When you try to make AI understand something, you’re naturally forced to explain the following.

  • Premises: What situation are you assuming?
  • Constraints: What must be observed; what must not be done?
  • Criteria: Why can you say that choice is “correct”?
  • Edge cases: How do you handle the cases that don’t go smoothly?

The moment you try to put these four into words, the parts you didn’t actually understand rise clearly to the surface.

AI Is a “Mirror of Your Own Understanding”

This is the biggest point.

AI won’t move the way you intend when your explanation is vague. If your instruction is fuzzy, a fuzzy result comes back. When an off-target output returns, it’s usually not a lack of ability in AI—it’s a sign your explanation was incomplete.

In other words,

AI becomes a mirror that reflects the resolution of your own understanding exactly as it is.

When a person is your audience, they read between the lines and fill in the gaps, so you never notice the holes in your explanation. Because AI doesn’t fill them in, it honestly confronts you with the holes in your understanding. As a learning device, this is an unbeatable feedback loop.

This Is Not “Prompt Engineering”

I don’t want this misunderstood: this is not about clever prompting.

What you’re doing is converting your own tacit knowledge into a form anyone can reproduce (explicit knowledge).

  • In software, it’s like distilling the design philosophy in your head into a spec, a DSL, or review criteria.
  • In work, it’s like turning vague experience into “a way of working that anyone can reproduce.”

“Teaching AI” just happens to have AI as the audience; in essence it is training that structures your thinking.

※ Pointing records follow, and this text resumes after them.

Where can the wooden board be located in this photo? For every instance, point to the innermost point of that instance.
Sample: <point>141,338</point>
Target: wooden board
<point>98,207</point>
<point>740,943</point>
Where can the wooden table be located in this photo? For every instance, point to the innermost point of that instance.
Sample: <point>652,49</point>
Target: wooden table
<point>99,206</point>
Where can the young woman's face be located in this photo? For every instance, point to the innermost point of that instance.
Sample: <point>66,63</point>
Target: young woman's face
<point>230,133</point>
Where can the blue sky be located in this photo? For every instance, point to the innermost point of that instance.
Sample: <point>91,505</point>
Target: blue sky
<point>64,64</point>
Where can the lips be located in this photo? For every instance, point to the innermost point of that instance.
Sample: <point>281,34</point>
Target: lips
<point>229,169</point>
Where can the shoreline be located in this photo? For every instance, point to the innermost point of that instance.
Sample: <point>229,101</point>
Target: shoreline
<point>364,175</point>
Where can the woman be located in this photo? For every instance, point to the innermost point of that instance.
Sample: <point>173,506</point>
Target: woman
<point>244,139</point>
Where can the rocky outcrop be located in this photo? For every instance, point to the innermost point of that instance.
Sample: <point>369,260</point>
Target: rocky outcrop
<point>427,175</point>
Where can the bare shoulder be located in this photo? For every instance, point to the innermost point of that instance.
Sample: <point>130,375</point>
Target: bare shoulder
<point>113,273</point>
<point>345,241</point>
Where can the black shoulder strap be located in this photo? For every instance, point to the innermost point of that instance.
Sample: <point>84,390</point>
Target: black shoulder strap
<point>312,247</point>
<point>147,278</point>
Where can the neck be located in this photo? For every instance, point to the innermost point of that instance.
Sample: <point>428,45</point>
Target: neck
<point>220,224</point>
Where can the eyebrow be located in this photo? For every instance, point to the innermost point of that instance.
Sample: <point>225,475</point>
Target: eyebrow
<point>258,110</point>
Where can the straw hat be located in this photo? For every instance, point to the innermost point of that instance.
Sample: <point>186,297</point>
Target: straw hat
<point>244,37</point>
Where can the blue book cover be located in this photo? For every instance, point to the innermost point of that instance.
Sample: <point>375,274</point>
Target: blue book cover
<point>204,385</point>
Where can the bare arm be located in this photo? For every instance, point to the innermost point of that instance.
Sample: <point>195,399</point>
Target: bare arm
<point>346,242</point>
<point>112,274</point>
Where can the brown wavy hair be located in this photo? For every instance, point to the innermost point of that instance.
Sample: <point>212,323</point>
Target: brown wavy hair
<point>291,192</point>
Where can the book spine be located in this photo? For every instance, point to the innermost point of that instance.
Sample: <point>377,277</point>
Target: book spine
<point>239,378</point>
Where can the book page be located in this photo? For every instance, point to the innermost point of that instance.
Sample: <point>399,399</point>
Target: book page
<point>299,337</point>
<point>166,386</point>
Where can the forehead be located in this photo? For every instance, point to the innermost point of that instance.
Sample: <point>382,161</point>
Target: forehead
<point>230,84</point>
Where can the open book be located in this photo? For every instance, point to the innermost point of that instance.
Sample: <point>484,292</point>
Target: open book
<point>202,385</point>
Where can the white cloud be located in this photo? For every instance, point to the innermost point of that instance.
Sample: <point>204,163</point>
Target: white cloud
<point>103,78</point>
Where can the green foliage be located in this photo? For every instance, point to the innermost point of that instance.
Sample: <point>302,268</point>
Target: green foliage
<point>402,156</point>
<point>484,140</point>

In Practice: A Five-Step Routine for Teaching AI

Since abstractions are hard to act on, here’s the procedure I keep in mind. When you want to relearn something, teaching AI through these five steps deepens your understanding a notch.

  1. Write the context: Make the premises, background, and cast explicit.
  2. Write the spec: Define what, how far, and in what form you want to achieve.
  3. Write the goal: Put into words what “done” ultimately looks like.
  4. Write the success criteria: Decide concrete standards for judging “it’s done.”
  5. Review: Read AI’s output and pinpoint where in your explanation the gap originated.

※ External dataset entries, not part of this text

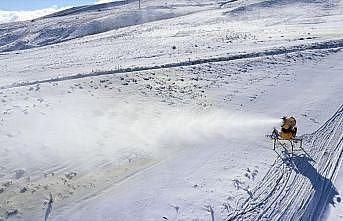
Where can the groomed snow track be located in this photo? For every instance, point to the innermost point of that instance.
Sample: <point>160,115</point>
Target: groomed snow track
<point>298,186</point>
<point>323,45</point>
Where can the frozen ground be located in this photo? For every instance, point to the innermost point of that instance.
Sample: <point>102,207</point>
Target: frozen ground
<point>165,118</point>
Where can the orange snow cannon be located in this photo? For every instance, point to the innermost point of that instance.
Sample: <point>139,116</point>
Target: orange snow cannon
<point>288,132</point>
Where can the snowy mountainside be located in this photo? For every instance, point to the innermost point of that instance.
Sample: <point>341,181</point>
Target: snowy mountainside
<point>87,20</point>
<point>163,116</point>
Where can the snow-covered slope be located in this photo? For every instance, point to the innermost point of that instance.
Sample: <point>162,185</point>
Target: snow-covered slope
<point>164,115</point>
<point>88,20</point>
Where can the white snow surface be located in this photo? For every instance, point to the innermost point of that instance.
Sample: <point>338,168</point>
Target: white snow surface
<point>110,112</point>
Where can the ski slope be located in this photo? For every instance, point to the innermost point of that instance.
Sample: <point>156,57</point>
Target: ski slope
<point>113,113</point>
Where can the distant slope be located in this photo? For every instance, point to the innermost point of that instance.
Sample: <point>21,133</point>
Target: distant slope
<point>86,20</point>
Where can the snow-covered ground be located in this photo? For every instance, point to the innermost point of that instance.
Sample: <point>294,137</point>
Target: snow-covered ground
<point>161,113</point>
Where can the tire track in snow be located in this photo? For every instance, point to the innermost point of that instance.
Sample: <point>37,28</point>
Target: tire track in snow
<point>331,44</point>
<point>299,186</point>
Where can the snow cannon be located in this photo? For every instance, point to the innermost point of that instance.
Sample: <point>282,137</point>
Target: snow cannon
<point>288,128</point>
<point>287,133</point>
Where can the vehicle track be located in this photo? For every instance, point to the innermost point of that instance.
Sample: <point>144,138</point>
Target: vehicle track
<point>323,45</point>
<point>298,186</point>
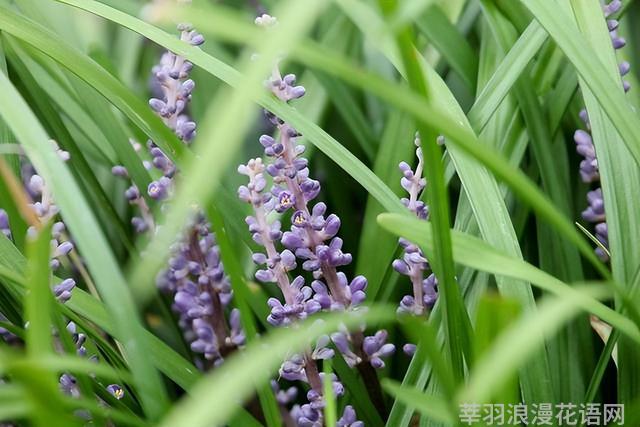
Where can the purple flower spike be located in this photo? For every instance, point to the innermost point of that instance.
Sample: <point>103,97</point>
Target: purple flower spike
<point>589,172</point>
<point>293,369</point>
<point>409,349</point>
<point>376,348</point>
<point>4,224</point>
<point>595,211</point>
<point>116,391</point>
<point>349,419</point>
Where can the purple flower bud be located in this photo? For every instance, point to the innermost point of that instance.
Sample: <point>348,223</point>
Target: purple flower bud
<point>409,349</point>
<point>349,419</point>
<point>63,290</point>
<point>116,391</point>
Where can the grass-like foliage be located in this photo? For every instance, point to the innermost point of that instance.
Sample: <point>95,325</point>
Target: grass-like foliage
<point>319,213</point>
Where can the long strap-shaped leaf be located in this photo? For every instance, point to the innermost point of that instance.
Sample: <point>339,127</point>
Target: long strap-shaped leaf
<point>93,245</point>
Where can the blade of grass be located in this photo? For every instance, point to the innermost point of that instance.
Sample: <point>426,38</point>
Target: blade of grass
<point>597,77</point>
<point>38,301</point>
<point>514,346</point>
<point>216,397</point>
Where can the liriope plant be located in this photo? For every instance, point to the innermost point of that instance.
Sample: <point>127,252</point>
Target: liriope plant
<point>146,279</point>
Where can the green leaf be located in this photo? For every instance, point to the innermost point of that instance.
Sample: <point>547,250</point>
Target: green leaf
<point>456,320</point>
<point>597,77</point>
<point>619,175</point>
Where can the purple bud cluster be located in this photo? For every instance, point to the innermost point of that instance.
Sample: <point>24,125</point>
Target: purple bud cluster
<point>201,294</point>
<point>589,172</point>
<point>413,263</point>
<point>67,382</point>
<point>45,210</point>
<point>174,89</point>
<point>310,242</point>
<point>194,274</point>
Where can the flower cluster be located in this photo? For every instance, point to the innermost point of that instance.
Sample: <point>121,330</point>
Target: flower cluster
<point>194,275</point>
<point>67,382</point>
<point>310,241</point>
<point>414,263</point>
<point>589,173</point>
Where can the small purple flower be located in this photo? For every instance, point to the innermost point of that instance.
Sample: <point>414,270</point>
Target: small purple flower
<point>4,224</point>
<point>409,349</point>
<point>116,391</point>
<point>62,291</point>
<point>159,190</point>
<point>349,418</point>
<point>284,397</point>
<point>293,369</point>
<point>595,212</point>
<point>377,348</point>
<point>413,262</point>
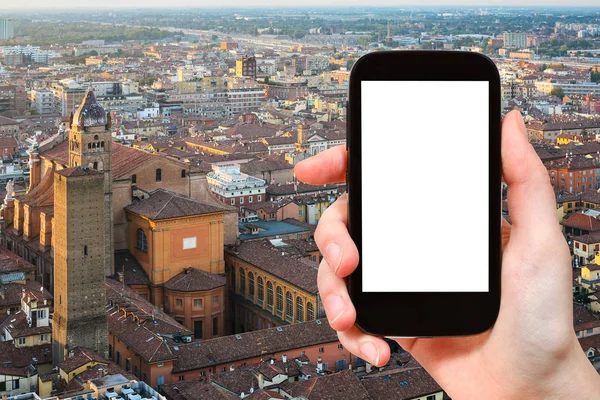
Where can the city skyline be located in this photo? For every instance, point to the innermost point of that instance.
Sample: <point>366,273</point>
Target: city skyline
<point>147,4</point>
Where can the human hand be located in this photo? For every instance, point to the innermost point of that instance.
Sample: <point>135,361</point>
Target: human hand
<point>532,350</point>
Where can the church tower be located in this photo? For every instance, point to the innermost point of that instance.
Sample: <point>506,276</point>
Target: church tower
<point>90,140</point>
<point>83,242</point>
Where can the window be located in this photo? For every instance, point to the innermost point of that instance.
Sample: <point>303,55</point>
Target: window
<point>299,309</point>
<point>261,289</point>
<point>289,305</point>
<point>310,312</point>
<point>269,294</point>
<point>250,284</point>
<point>198,329</point>
<point>242,281</point>
<point>142,242</point>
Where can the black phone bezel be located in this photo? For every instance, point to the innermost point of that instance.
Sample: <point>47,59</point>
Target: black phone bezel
<point>418,314</point>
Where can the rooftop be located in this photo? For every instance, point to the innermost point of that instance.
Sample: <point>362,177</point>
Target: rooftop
<point>195,280</point>
<point>294,269</point>
<point>164,204</point>
<point>268,229</point>
<point>229,349</point>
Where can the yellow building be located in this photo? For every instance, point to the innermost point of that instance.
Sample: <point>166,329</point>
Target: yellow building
<point>272,286</point>
<point>179,243</point>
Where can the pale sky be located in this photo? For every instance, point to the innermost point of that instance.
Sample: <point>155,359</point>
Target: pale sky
<point>33,4</point>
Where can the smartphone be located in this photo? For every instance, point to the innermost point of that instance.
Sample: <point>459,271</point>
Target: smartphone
<point>424,191</point>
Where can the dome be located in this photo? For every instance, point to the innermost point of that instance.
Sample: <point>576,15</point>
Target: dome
<point>90,113</point>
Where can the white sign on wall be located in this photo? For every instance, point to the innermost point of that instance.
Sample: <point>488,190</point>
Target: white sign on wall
<point>189,243</point>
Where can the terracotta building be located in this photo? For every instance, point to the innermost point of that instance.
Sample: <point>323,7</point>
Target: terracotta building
<point>178,241</point>
<point>574,174</point>
<point>271,286</point>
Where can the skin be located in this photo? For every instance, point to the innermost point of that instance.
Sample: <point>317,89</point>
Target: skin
<point>532,351</point>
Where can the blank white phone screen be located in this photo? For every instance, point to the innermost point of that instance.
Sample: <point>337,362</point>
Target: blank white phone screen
<point>425,186</point>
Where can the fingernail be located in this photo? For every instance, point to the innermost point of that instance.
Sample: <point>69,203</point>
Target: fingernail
<point>334,305</point>
<point>370,352</point>
<point>522,125</point>
<point>333,255</point>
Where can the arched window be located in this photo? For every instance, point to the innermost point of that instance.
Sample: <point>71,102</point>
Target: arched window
<point>261,289</point>
<point>142,242</point>
<point>310,312</point>
<point>242,281</point>
<point>279,299</point>
<point>269,294</point>
<point>289,305</point>
<point>250,284</point>
<point>299,309</point>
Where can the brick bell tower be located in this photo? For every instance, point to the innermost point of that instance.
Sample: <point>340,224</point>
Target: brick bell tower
<point>83,234</point>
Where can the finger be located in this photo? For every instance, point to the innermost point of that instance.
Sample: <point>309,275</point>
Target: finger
<point>505,232</point>
<point>333,238</point>
<point>370,348</point>
<point>336,301</point>
<point>530,196</point>
<point>326,167</point>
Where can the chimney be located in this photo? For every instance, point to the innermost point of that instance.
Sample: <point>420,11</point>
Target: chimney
<point>35,169</point>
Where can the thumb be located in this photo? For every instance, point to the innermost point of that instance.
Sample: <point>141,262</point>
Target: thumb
<point>531,200</point>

The point is step five. When the output is off, don’t end at “AI is useless”—always pull it back to “where was my explanation lacking?” That round trip raises the resolution of your understanding directly.

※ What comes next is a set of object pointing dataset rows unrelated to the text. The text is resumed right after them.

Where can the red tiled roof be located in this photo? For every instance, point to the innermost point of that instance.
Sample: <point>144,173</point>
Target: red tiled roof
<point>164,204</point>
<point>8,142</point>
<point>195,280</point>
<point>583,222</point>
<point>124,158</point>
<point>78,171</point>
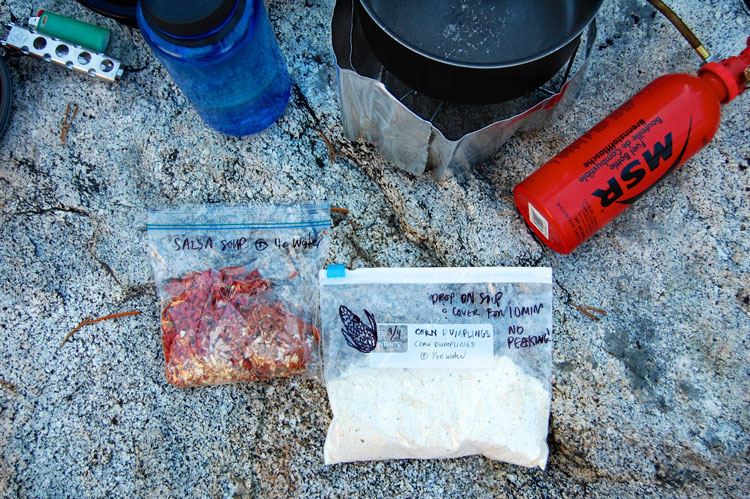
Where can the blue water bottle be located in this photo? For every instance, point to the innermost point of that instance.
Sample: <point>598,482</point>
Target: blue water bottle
<point>224,57</point>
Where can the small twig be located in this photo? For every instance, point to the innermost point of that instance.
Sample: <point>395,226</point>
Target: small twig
<point>66,124</point>
<point>586,310</point>
<point>9,386</point>
<point>332,155</point>
<point>115,316</point>
<point>85,321</point>
<point>89,320</point>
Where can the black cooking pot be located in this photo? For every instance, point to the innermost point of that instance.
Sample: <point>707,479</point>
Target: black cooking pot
<point>474,51</point>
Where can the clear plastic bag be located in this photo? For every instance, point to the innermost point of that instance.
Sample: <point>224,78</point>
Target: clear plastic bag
<point>237,290</point>
<point>438,363</point>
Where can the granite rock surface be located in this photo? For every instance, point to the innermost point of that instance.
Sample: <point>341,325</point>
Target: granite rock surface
<point>650,400</point>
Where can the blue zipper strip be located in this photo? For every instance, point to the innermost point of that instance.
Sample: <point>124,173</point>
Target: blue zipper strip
<point>281,225</point>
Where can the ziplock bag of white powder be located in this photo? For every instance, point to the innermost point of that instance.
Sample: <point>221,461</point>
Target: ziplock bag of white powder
<point>437,363</point>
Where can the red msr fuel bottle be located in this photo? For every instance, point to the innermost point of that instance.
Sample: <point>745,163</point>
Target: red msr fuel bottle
<point>621,158</point>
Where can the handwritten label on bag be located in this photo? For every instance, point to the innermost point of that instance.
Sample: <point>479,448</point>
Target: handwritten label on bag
<point>459,346</point>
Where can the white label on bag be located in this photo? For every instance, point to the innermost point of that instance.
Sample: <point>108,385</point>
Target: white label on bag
<point>458,346</point>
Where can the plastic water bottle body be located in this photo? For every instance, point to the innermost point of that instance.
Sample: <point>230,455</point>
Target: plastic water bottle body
<point>238,84</point>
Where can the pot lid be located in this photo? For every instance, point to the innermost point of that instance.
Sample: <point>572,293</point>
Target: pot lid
<point>484,33</point>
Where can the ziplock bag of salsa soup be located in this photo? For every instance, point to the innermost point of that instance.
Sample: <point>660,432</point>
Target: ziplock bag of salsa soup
<point>237,290</point>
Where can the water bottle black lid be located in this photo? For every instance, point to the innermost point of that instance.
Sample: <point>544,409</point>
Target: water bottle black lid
<point>189,18</point>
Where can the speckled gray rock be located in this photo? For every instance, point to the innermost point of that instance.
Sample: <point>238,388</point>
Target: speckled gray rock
<point>652,399</point>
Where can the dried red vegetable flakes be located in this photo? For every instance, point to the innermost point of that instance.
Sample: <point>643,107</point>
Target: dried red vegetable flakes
<point>223,326</point>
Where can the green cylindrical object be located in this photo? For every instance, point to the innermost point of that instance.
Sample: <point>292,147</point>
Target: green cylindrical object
<point>84,34</point>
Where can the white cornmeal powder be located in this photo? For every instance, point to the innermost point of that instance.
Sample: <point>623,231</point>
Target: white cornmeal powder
<point>501,413</point>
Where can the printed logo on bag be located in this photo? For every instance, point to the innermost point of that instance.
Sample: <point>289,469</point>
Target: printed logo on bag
<point>357,334</point>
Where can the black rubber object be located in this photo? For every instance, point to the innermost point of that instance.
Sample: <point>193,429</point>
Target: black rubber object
<point>6,97</point>
<point>474,51</point>
<point>192,18</point>
<point>123,11</point>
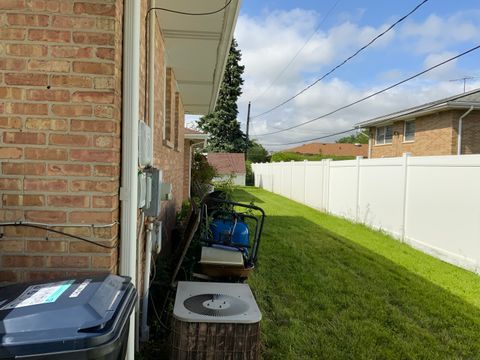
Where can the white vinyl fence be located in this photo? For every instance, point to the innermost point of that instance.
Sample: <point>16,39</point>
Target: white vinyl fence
<point>431,203</point>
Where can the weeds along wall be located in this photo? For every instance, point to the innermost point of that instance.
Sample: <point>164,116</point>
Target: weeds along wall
<point>431,203</point>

And you don’t have to write all five steps by hand. You can draft and organize the context, spec, and goal documents together with an AI agent, and even have AI review them—letting it check a first pass before you make the final call. Let AI do the manual work; you focus on the judgment: what to convey, and what is correct. The learning effect still comes through in full.

Summary

  • Intermediates are prone to the “I thought I understood” wall.
  • The strongest way past the wall is to “teach AI.”
  • Teaching AI forces you to verbalize premises, constraints, criteria, and edge cases, exposing the holes in your understanding.
  • AI is a “mirror of your own understanding” and an excellent feedback device.
  • This isn’t prompt technique; it’s “structuring your thinking”—turning tacit knowledge into explicit knowledge.